Risk Yönetimi Bakımından Bu Gelişmelerin Etkisi Nedir?
Lojistik Operatörü açısından mevcut risklerinin yanı sıra yeni ve ilave riskler oluşmaktadır. Bu yeni riskler yukarıda bahsi edilen unsurlarla bağlantılı olup, genişleyen yükümlülüklerden ötürü daha büyük finansman kayıpları ile karşı karşıya kalma durumunu doğurmaktadır. Sadece sigorta çözümleri ile sınırlı kalmayıp, aynı şekilde dahili risk takibi ve profesyonel danışmanlığa da talep olmaktadır.
Ana Riskler
Sektördeki yanlış bir düşünce; “Profesyonel Yükümlülük Sigortası ( Kargo Yükümlülüğü ) varsa, bir şey olmaz, güvendeyiz” düşüncesidir. Ne yazık ki işler olduğundan daha karmaşıktır. Kargolarda hata ve atlamalar sonucu oluşan zarar ve ziyan böyle bir sigorta kapsamında karşılanabilir. Ancak, bu kapsam söz konusu riskler ile tıpa tıp uymakta mıdır? Tüm faaliyetler tarif edilip kapsam içine alınmış mıdır? Konşimentoların düzenlenmesi, gümrük müşavirliği, paketleme, depolama, filo? Sigortalanan meblağlar yeterli mi, kapsam alanı tüm dünya için geçerli mi, belirli müşteriler için “özel kontratlar”, “genişletilmiş yükümlülükler” dahil edilmiş midir? Sigorta söz konusu olduğunda envanter kayıpları dikkate alınıyor mu? Alt yüklenici (taşeron) ve acenteler için sigortalama yapılıyor mu?

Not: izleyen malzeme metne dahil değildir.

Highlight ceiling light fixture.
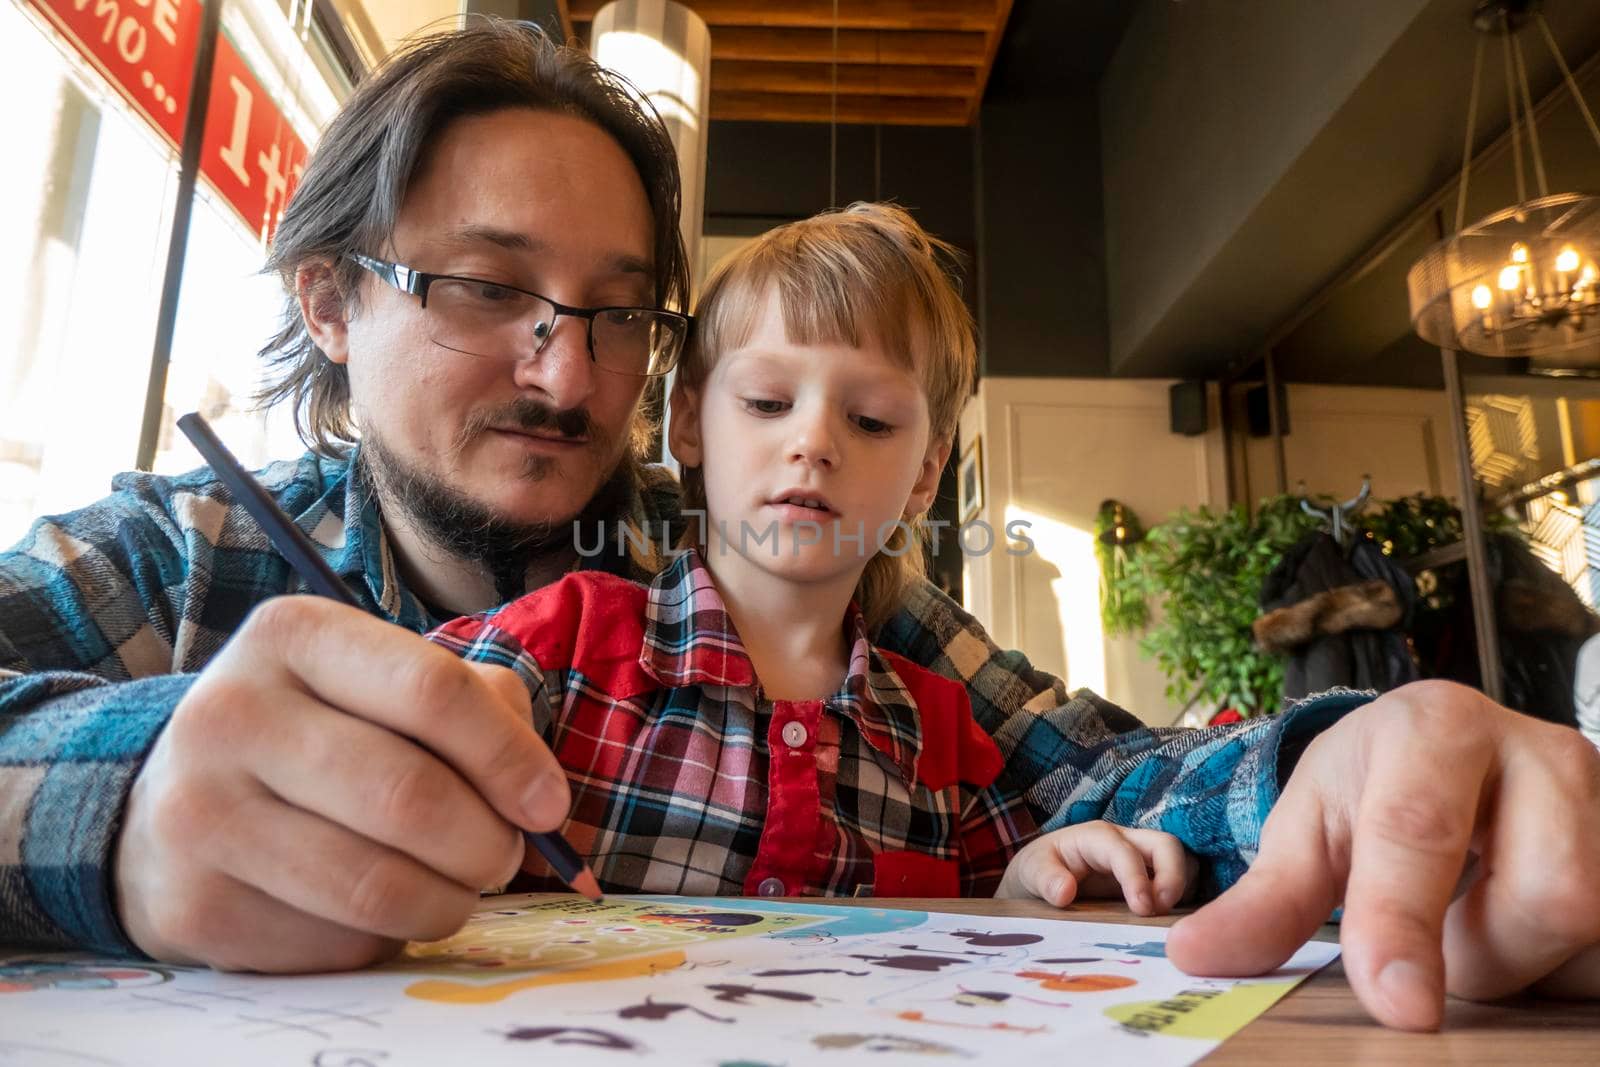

Üçüncü Taraf Yükümlülük Sigortası
Bu sigortanın her lojistik operatörü tarafından yapılması gerekir. Örnek bir olay anlatacak olur isek; Lojistik Operatör tarafınca içi doldurulan bir konteynır Kuzey Amerika’da alev alıp, infilak eder. İnsanlar ağır şekilde yaralanır ya da ölür. Bunun sonucunda bir antrepoda yangın çıkar ve olayın yakındaki akarsuda kirlenme oluşur. Lojistik Operatörünün tek başına bu konuda yükümlüğü olmayabilir ancak bu durum sonucunda, lojistik operatörü uzun ve masraflı bir dava sürecinin bir parçası olmaktan kaçamaz. Şayet Üçüncü Taraf Yükümlülük poliçesi, hukuki savunma sürecini ve çevreye verilen zararı dünya genelinde kapsamıyorsa, Lojistik Operatörü, rahatlıkla yedi haneli rakamlara ulaşabilecek olan masraflarla yüz yüze kalabilir.
Ek Unsurlar
Katma Değer Hizmetleri, Montaj ve Elleçleme: Lojistik Operatörü, ürün tamamlama hizmetleri yönüyle müşterilerin montaj hattı çalışmalarında daha fazla yer alma eğilimi içerisindedir. Paketleme, sipariş verme, antrepoda birleştirme vb hizmetler katma değer oluşturan hizmetlerin içinde yer alır. Günümüzde tedarik zinciri yönetimi sisteminin bir parçası olarak Lojistik Operatörü, daha geniş kapsamlı faaliyetlerin içinde yer almaktadır. Ürünlerin montajı, parça değişikliği, parçalara ilaveler vb hizmetler buna örnek olarak verilebilir. Bu faaliyetlerin içerdiği riskler çok çeşitli olup, bir imalatçı veya üretici firmanın karşılaştığı riskler ile benzetilebilir. Ürünlerle ilgili yükümlülüklere, ürünlerin geri çağırılması gibi durumlar örnek olarak verilebilir. Yapılmış olan anlaşmaya göre; Lojistik Operatörü müşterilerinin ürünlerini alıp satmakla yükümlü tutulmuş olabilir ve bu da sonuç olarak bilançoya büyük bir yük getirebilir. Ticaretin riskleri asla akıldan çıkarılmamalı. Üstlenilen hizmetlerin yapılabilirliği enine boyuna bir incelemeyi ve ürünlerin sigorta kapsamına alınmasını gerektirir.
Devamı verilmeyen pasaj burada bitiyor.